BrandonSmithJ / MDN

Mixture Density Network for water constituent estimation
GNU General Public License v3.0
39 stars 34 forks source link

About the data in the paper #3

Closed TGISer closed 4 years ago

TGISer commented 4 years ago

Very nice job!!! I'm excited to see this kind of work. Thank you for your generous code. Such a complete work is very helpful for a beginner like me.

As a beginner like me, it's very difficult to organize data. Can you share the original data in your paper, such as "path/to/my"/tile.nc " and training and test data.

Thanks!

TGISer commented 4 years ago

If it is inconvenient for you to share all the data, can you share a subset of the data for code testing. Thanks!

BrandonSmithJ commented 4 years ago

Unfortunately, we don't have permission from data owners to distribute the in situ set publicly at this point - though we do have plans in the future to compile such a database for release.

As far as the netcdf tiles, you can download them from a few different places. For MSI/OLCI, the easiest would probably be https://scihub.copernicus.eu/dhus/ , which lets you select imagery by time / location, as well as by a few other parameters. Hope this helps!

TGISer commented 4 years ago

Looking forward to your new work on dataset!

Can you give me an example of a sample (not real data is ok), about how to organize and store training data and test data? I only need an example. I will try to build a test dataset myself.

Thanks!

BrandonSmithJ commented 4 years ago

Sure, an example would be something like:

from MDN import image_estimates, get_sensor_bands
sensor = "<S2A, S2B, or OLCI>"
data = [np.random.rand(3,3) for band in get_sensor_bands(sensor)]

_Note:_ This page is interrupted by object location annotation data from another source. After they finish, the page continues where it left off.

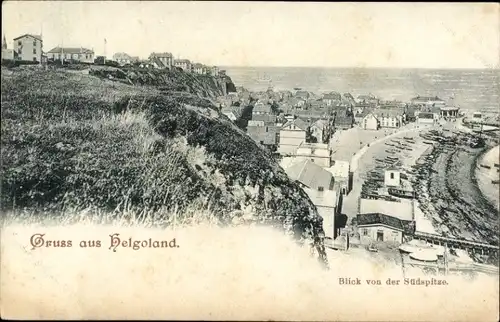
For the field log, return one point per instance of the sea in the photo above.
(469, 89)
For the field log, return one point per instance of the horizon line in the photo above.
(362, 67)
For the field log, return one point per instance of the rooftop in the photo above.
(70, 50)
(402, 210)
(39, 37)
(325, 198)
(311, 175)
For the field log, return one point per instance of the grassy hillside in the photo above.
(74, 143)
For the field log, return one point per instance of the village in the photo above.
(29, 49)
(320, 140)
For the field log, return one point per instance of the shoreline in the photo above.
(448, 194)
(483, 177)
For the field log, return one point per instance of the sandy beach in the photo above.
(484, 176)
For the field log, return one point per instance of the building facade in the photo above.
(81, 54)
(28, 48)
(292, 135)
(370, 122)
(124, 58)
(184, 64)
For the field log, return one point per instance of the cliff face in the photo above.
(72, 142)
(171, 80)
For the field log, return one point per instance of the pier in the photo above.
(456, 243)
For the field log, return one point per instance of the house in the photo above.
(370, 98)
(316, 104)
(304, 95)
(391, 118)
(184, 64)
(198, 68)
(28, 47)
(427, 101)
(268, 118)
(318, 153)
(319, 186)
(320, 130)
(329, 205)
(6, 53)
(263, 133)
(232, 112)
(344, 121)
(80, 54)
(125, 59)
(214, 71)
(261, 108)
(378, 227)
(332, 98)
(392, 177)
(341, 174)
(449, 112)
(370, 122)
(310, 175)
(292, 134)
(426, 118)
(161, 60)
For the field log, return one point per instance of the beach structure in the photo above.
(392, 177)
(318, 153)
(426, 118)
(79, 54)
(28, 47)
(390, 117)
(292, 134)
(380, 228)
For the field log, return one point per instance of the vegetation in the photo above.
(73, 143)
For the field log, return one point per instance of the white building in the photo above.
(341, 173)
(392, 178)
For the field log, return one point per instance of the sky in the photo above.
(296, 34)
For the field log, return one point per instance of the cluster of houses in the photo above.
(298, 125)
(29, 47)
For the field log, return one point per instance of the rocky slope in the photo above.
(73, 142)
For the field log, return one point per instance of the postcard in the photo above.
(200, 160)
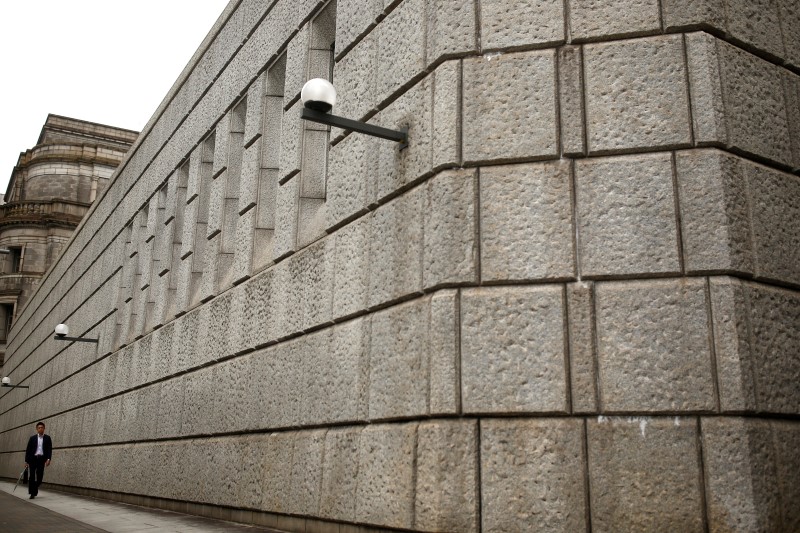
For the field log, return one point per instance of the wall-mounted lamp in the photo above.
(62, 330)
(7, 383)
(319, 97)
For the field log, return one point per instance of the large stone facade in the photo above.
(570, 304)
(51, 188)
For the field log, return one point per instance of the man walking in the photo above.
(37, 456)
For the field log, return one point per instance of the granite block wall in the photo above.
(570, 304)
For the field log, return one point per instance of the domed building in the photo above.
(51, 188)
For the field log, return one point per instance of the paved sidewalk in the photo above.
(63, 512)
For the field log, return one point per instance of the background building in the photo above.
(570, 304)
(50, 190)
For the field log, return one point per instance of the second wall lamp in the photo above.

estimates = image_estimates(*data, sensor=sensor)
chlor_a = estimates[0]

As for organization / storing, I have data stored in a structure like the following: Data_Folder/Test_Data/Dataset_Location/Sensor/Rrs.csv Data_Folder/Test_Data/Dataset_Location/chl.csv

"Dataset_Location" keeps datasets from different contributors separated, "Sensor" contains the spectral data for instruments (MSI, OLCI, ...).

TGISer commented 4 years ago

Get it! Thank you for your help!

megaocean commented 4 years ago

Hi! This code is so great, thank you! I am new to machine learning and this is really helping me write my own model for my research :) I apologize in advance if this is a stupid question~ bear with me, I'm still trying to understand the model. I tried running the SOLID model myself for TSS retrieval but I keep getting the output "No trained model exists:" and I'm not sure what I'm missing or doing wrong? I already have a .csv file with my Rrs data.

Thanks!

BrandonSmithJ commented 4 years ago

Glad you've found it useful!

It's a good question: the code is still being modified a fair bit as we expand its coverage, and SOLID was dependent upon a prior version of the MDN code. So that's my fault for not ensuring the backwards compatibility; apologies for the issue. I've now pushed a new code version to the repo, containing a number of bug fixes as well as a few feature additions. Running SOLID should now work as expected.

Note that the general API has a minor change if using this updated code (@TGISer ): Rrs data coming from the "get_tile_data" function should no longer be unpacked when passing it into the "image_estimates" function. This updated functionality is shown in the README.

I'll be closing this issue as everything should be resolved here, but please do open new issues if you run into any trouble.